Dear Great Book Guru, I was at a wonderful Mardi Gras party this week. The food was delicious especially the little party treats that I was told came from a recipe Sea Cliff luminary Gina Cressey (now a Maine resident) has shared with a multitude of her friends. Where can I get this valued recipe and, yes, do you have a good book to recommend, preferably one with a culinary theme? Food Fanatic

Dear Food Fanatic, How lucky you are- I have answers to both your questions. Gina's recipe for Party Rolls is in the Sea Cliff Civic Association Progressive Dinner Cookbook. I have served these many times and always to rave reviews. Now let's get to that good book for you: THE COOKBOOK COLLECTOR by Allegra Goodman. Two sisters, so alike so different…. Emily is the CEO of a Silicon Valley startup firm and Jess is a doctoral student in philosophy at Berkeley. The women lead parallel lives, each devoted to the other, each baffled by the other's choices in men, clothes, food, whatever.

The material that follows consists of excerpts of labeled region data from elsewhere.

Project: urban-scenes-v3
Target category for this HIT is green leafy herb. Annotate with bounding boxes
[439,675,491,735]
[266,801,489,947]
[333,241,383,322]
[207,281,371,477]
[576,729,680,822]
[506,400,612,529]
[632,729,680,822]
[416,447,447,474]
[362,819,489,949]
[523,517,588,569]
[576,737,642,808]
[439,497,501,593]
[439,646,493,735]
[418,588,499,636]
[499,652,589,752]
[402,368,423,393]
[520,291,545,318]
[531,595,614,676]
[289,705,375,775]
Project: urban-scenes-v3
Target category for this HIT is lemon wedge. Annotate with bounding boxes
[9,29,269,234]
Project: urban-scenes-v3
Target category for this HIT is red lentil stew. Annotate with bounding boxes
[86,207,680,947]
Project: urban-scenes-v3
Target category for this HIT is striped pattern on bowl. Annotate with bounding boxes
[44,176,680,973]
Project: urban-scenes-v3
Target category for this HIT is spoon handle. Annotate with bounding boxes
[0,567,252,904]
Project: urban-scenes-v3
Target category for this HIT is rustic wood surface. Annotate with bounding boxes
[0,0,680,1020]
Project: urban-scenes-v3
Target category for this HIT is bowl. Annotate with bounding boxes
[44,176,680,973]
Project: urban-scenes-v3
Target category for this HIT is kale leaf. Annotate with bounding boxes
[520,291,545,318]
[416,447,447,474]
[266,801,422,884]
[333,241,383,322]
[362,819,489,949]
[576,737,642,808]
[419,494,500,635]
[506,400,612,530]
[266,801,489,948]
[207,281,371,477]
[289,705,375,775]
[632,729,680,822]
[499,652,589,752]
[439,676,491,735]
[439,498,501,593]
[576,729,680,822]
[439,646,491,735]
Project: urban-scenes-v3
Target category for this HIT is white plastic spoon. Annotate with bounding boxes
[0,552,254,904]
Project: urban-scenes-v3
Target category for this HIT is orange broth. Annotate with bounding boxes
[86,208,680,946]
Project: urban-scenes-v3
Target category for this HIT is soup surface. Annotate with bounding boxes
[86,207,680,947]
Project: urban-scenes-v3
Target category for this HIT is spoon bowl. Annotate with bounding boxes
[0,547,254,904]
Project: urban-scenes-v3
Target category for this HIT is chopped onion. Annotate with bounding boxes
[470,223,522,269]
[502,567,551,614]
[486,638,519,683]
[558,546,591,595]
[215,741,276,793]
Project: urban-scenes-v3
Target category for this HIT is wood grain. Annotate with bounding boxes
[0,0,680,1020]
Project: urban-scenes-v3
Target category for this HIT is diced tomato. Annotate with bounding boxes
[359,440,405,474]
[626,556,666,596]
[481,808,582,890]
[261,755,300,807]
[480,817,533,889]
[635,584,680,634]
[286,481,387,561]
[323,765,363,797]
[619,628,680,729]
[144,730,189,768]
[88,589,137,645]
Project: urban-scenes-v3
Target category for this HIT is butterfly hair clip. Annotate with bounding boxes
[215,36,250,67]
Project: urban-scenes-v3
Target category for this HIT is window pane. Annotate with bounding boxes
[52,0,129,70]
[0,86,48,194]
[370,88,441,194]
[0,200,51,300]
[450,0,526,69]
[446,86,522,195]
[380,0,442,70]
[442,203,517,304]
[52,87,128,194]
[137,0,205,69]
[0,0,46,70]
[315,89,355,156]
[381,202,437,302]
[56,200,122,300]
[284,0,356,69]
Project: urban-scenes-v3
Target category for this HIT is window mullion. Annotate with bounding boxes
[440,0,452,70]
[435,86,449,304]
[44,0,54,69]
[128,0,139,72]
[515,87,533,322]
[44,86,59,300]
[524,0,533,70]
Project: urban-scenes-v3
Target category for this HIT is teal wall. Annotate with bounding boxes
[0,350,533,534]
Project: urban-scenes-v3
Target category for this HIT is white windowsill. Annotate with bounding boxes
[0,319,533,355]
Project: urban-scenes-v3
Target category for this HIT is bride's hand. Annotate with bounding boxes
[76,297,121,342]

While there is much discussion of restaurants, favorite dishes, and family recipes, the underlying theme is one of substitution. The sisters substitute reading cookbooks for cooking (how many of us are guilty of that one?), collecting instead of using, starting instead of finishing. The characters that surround them: parents dead and alive, lovers, friends, and yes, a pair of rabbis, all add to this richly colorful tale. The sisters' adventures crisscross the country from Boston to L.A. giving us insight into life on both coasts, into the worlds of technology and academia, all of this with a touch of mysticism thrown in. Definitely there is food for thought in this book!

Thursday, March 3, 2011

Dear Great Book Guru, I was at the Sea Cliff Bistro yesterday afternoon having my daily cappuccino when a group of people began discussing a book they were reading for their book group. It was about modern India and the hero was a murderer. Does this sound familiar? Cappuccino / Latte Lover

Dear Cappuccino/ Latte Lover, Don't you just adore the Sea Cliff Bistro -everyone calls it Lily's after its talented and gracious owner. The perfect spot for a late afternoon treat! I was there this weekend, when Greta Gorder and Michael and Diane Biolsi came in for their lattes. Diane and Greta, in fact, are reading the very book you are asking about- WHITE TIGER by Aravind Adiga This is a very disturbing look into the mind of the clever but amoral entrepreneur Balram Halwai who came from the "darkness" as he calls his rural village into the "lightness" which is the sophisticated, upscale Indian city where he now lives and works. The novel takes the form of letters in which Halwai recounts his determination to rise above his impoverished beginnings - to be the white tiger that appears once in a generation. He realizes that society views him and others of his class as its rubbish, its throwaways. The killing of his employer which is mentioned on the first page of the book is not a violent act prompted by hatred or passion, but a calculated gesture meant to insure a good life for himself. The reader is left conflicted: can one condemn a man who feels life is simply a contest in which one is the eater or the eaten?